The story is that when that church closed, Goodnight gave them to a friend who was a member of the Lefors family for which the town is named. They were donated later to the Methodist Church in Lefors.

The windows were installed in 1947, and the first service conducted with light streaming through the colorful designs was the wedding on Oct. 25, 1947, of Edward Vincent and Juanita Upham. That was a Saturday and the Rev. Newton Daniel led a dedication service for the windows and other construction the next day.

Carole Nan Watson was 8 years old when the windows were installed and joined the church around that time. Soon, she’ll see them in their third home.

Her current pastor in Pampa is the Rev. Steve Cox, who preached at both St. Paul and Lefors before the Lefors church closed. Cox mentioned to the Rev. Thacker Haynes of McLean that the historic windows were available.

Haynes (who is this writer’s cousin) and the McLean congregation jumped at the chance to buy all the windows for $30,000, a bargain-basement price for 110-year-old stained glass connected to the legendary Goodnight. Despite the good deal given to the sister church in McLean, the cost doubles when moving and installing the windows is included.

The Lefors Methodist are just glad their heirlooms will stay so close. “We’re all very excited that McLean is going to get the windows, ” Watson said. “That’s going to be marvelous.

At least they’re getting a wonderful home. We were so concerned that they would be separated or they would just sit there for a long time, and we didn’t want that at all.”

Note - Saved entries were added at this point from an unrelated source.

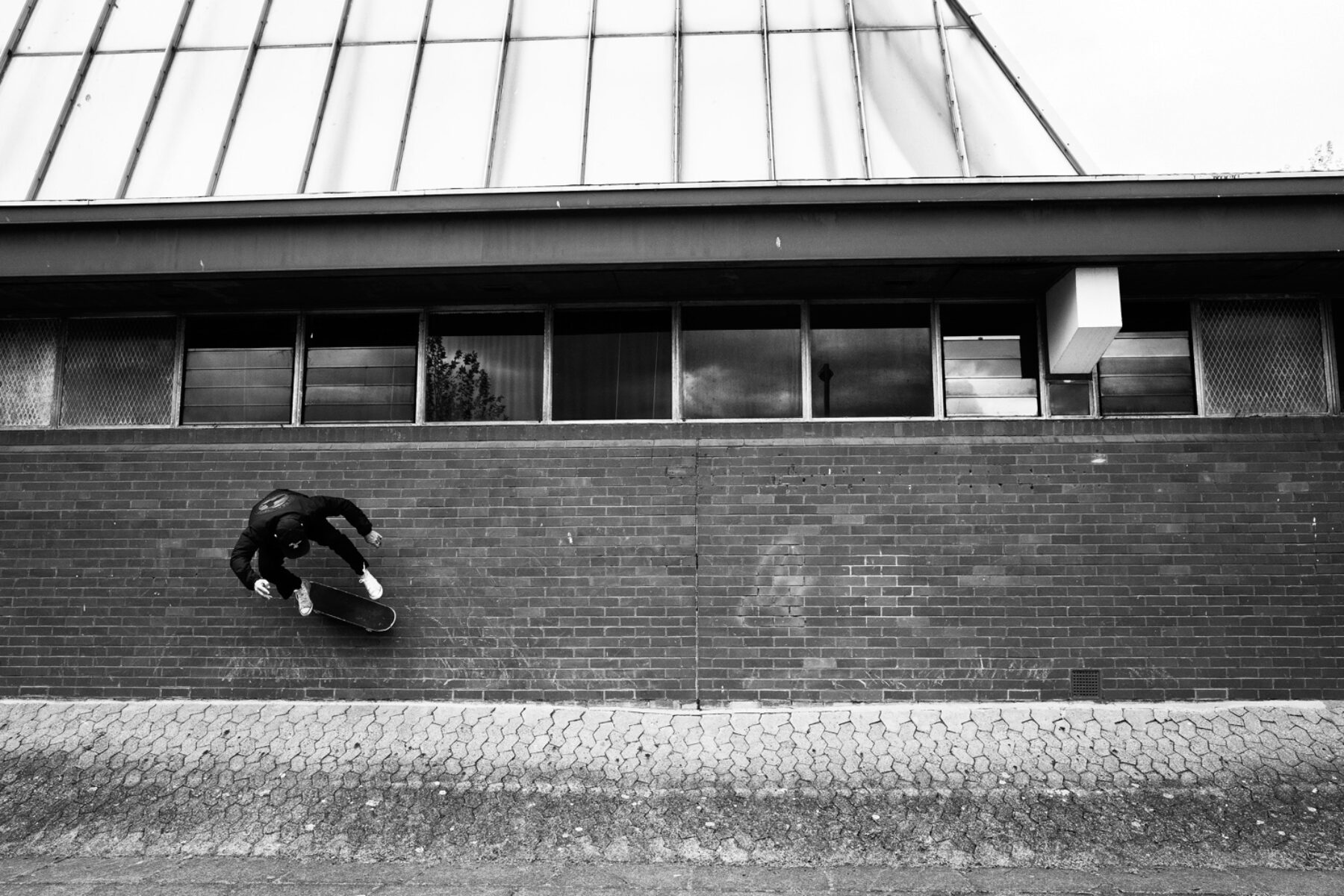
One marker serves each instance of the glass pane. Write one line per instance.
(119, 373)
(140, 25)
(60, 26)
(27, 371)
(1263, 356)
(31, 94)
(1003, 134)
(221, 23)
(629, 112)
(815, 105)
(1148, 367)
(989, 359)
(721, 15)
(806, 15)
(484, 367)
(361, 368)
(238, 370)
(871, 361)
(902, 13)
(724, 129)
(101, 132)
(541, 124)
(362, 127)
(270, 140)
(382, 20)
(179, 153)
(636, 16)
(906, 105)
(741, 361)
(468, 19)
(293, 22)
(450, 119)
(550, 19)
(613, 366)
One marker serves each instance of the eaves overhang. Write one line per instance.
(1083, 220)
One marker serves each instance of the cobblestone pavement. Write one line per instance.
(292, 877)
(952, 786)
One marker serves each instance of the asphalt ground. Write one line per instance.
(217, 876)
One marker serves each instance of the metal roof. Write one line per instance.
(195, 99)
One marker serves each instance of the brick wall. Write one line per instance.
(680, 563)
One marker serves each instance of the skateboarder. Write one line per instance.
(281, 526)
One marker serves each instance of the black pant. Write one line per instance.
(270, 563)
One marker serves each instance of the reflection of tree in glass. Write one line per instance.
(458, 388)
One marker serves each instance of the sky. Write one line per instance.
(1186, 87)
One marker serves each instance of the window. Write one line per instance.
(1148, 367)
(120, 373)
(989, 359)
(741, 361)
(484, 367)
(613, 366)
(871, 361)
(361, 368)
(238, 370)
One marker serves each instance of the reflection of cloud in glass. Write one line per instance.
(875, 373)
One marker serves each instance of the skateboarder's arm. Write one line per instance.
(241, 561)
(331, 505)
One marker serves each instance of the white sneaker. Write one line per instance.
(370, 583)
(305, 601)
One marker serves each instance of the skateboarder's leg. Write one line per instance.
(272, 567)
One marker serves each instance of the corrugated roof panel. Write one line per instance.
(371, 96)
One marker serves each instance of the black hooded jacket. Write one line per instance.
(260, 535)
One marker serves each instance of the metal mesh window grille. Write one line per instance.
(27, 371)
(1263, 356)
(120, 373)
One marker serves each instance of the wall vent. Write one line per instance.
(1085, 684)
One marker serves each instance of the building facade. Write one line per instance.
(806, 388)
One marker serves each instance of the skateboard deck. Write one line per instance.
(351, 608)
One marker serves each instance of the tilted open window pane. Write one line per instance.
(1148, 367)
(629, 127)
(539, 140)
(484, 367)
(871, 361)
(1263, 356)
(270, 140)
(741, 361)
(361, 368)
(238, 370)
(119, 373)
(179, 153)
(613, 366)
(97, 141)
(906, 101)
(30, 102)
(27, 371)
(356, 148)
(989, 359)
(450, 119)
(724, 127)
(815, 105)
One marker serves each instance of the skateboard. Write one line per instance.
(351, 608)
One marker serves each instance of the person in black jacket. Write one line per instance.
(281, 526)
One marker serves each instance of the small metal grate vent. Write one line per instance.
(1085, 684)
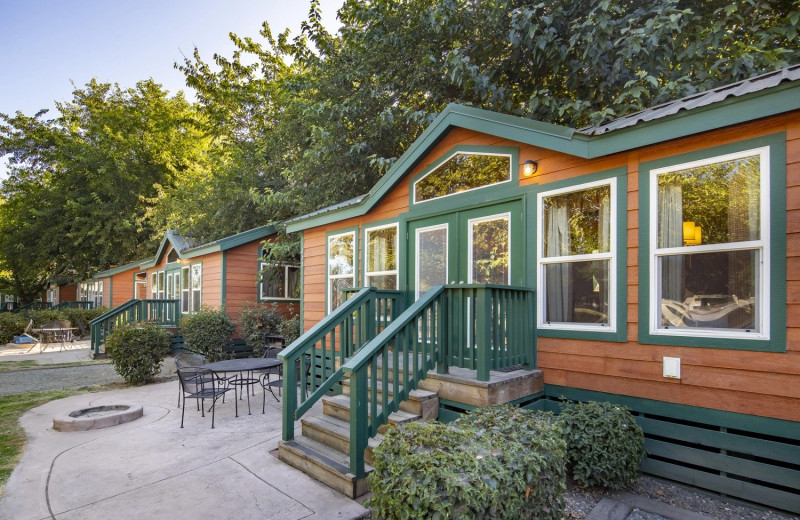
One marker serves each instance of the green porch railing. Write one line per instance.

The McLean Methodists aren’t swimming in cash, though, and they are taking donations to fund the project. Windows can be financed in memory or honor of loved ones by calling the church at 806-779-2337. These museum-worthy artworks are so iconic that contributions help not only the church but give new life to a piece of Panhandle history.

The Lefors people want to see them in their new setting. Watson said Cox indicated his St. Paul members probably will visit McLean when its renovations are complete.

“He plans on closing the service in Pampa, and we’ll all go to McLean so that we can go see it too,” she said.  And it would be fitting if someone from Goodnight also could follow the windows to their new church.